Caress and Steinemann. Environmental Health Perspectives. 2003.

The Full Text of this article is available as a PDF.

Abstract:

In this review we summarize the findings of a two-phase study of the prevalence, symptomatology, and etiology of multiple chemical sensitivities (MCS). We also explore possible triggers, the potential linkage between MCS and other disorders, and the lifestyle alterations produced by MCS. The first phase of the study consisted of a random sampling of 1,582 individuals from the Atlanta, Georgia, metropolitan area to determine the reported prevalence of a hypersensitivity to common chemicals. In this phase, 12.6% of the sample reported a hypersensitivity. Further questioning of individuals with a hypersensitivity indicated that 13.5% (1.8% of the entire sample) reported losing their jobs because of their hypersensitivity. The second phase was a follow-up questioning of the respondents who initially reported hypersensitivity. In this phase, we found that individuals with hypersensitivity experience a variety of symptoms and triggers. A significant percentage (27.5%) reported that their hypersensitivity was initiated by an exposure to pesticides, whereas an equal percentage (27.5%) attributed it to solvents. Only 1.4% had a history of prior emotional problems, but 37.7% developed these problems after the physical symptoms emerged. This suggests that MCS has a physiologic and not a psychologic etiology.

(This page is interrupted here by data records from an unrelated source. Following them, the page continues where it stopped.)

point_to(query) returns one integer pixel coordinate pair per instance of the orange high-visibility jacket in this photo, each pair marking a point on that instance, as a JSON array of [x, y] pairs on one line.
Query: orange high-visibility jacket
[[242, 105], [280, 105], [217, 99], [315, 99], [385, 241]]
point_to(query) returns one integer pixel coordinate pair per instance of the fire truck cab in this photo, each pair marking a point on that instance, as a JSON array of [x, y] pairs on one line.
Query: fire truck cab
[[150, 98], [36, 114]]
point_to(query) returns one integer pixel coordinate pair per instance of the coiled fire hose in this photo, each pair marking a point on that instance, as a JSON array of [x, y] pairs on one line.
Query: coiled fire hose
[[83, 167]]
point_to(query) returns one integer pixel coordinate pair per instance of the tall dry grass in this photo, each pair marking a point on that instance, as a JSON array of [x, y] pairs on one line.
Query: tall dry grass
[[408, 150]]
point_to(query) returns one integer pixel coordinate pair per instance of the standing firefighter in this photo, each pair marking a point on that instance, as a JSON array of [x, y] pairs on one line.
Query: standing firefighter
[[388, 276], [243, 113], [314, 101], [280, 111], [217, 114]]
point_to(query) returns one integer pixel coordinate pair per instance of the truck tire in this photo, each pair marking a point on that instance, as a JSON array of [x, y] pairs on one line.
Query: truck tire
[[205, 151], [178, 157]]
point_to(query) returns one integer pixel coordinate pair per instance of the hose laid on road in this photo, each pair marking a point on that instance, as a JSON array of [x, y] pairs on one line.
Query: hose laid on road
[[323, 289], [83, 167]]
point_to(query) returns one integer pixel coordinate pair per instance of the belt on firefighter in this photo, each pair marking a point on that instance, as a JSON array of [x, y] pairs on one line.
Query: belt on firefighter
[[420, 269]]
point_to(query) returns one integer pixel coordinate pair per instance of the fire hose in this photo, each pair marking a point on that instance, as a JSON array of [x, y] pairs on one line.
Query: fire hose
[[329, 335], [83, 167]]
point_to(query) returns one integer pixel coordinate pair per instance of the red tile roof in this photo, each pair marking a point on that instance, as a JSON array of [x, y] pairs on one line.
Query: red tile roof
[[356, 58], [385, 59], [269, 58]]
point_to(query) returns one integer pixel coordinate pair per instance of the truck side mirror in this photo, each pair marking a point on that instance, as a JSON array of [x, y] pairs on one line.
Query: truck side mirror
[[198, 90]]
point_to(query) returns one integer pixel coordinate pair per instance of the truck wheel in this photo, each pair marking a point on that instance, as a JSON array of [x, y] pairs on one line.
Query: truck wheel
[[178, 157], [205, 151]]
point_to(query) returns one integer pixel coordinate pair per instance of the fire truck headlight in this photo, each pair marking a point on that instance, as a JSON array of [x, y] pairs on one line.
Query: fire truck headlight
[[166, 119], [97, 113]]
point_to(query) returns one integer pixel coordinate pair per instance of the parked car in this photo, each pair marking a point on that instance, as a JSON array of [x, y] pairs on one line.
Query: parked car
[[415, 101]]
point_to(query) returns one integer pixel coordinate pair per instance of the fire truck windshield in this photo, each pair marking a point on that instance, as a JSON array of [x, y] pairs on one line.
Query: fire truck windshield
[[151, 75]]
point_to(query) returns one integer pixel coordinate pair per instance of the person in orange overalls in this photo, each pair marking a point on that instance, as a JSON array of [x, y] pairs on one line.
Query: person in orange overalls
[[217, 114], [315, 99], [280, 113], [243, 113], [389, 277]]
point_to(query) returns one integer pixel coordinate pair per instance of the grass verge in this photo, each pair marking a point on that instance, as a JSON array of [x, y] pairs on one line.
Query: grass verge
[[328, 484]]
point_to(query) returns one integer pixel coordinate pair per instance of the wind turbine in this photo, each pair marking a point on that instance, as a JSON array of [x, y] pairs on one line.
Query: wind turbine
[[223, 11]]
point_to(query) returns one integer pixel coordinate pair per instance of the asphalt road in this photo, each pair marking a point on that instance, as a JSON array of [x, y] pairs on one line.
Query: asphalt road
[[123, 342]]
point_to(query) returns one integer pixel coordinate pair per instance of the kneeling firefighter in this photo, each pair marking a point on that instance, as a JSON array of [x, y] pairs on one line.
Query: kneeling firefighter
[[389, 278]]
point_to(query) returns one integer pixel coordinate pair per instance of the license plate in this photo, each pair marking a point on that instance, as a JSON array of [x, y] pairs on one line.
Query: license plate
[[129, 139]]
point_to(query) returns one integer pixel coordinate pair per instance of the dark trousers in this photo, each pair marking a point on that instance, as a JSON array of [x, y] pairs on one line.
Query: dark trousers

Saito et al. 2005. Psychosomatic Medicine 67:318-325 (2005). The full report of this study is also available online in pdf format.

Objective: This study was conducted to confirm the definition of multiple chemical sensitivity (MCS) in actual life: that multiple symptoms are provoked in multiple organs by exposure to, and ameliorated by avoidance of, multiple chemicals at low levels. We used the Ecological Momentary Assessment to monitor everyday symptoms and the active sampling and passive sampling methods to measure environmental chemical exposure ... Conclusions: MCS patients do not have either somatic or psychologic symptoms under chemical-free conditions, and symptoms may be provoked only when exposed to chemicals.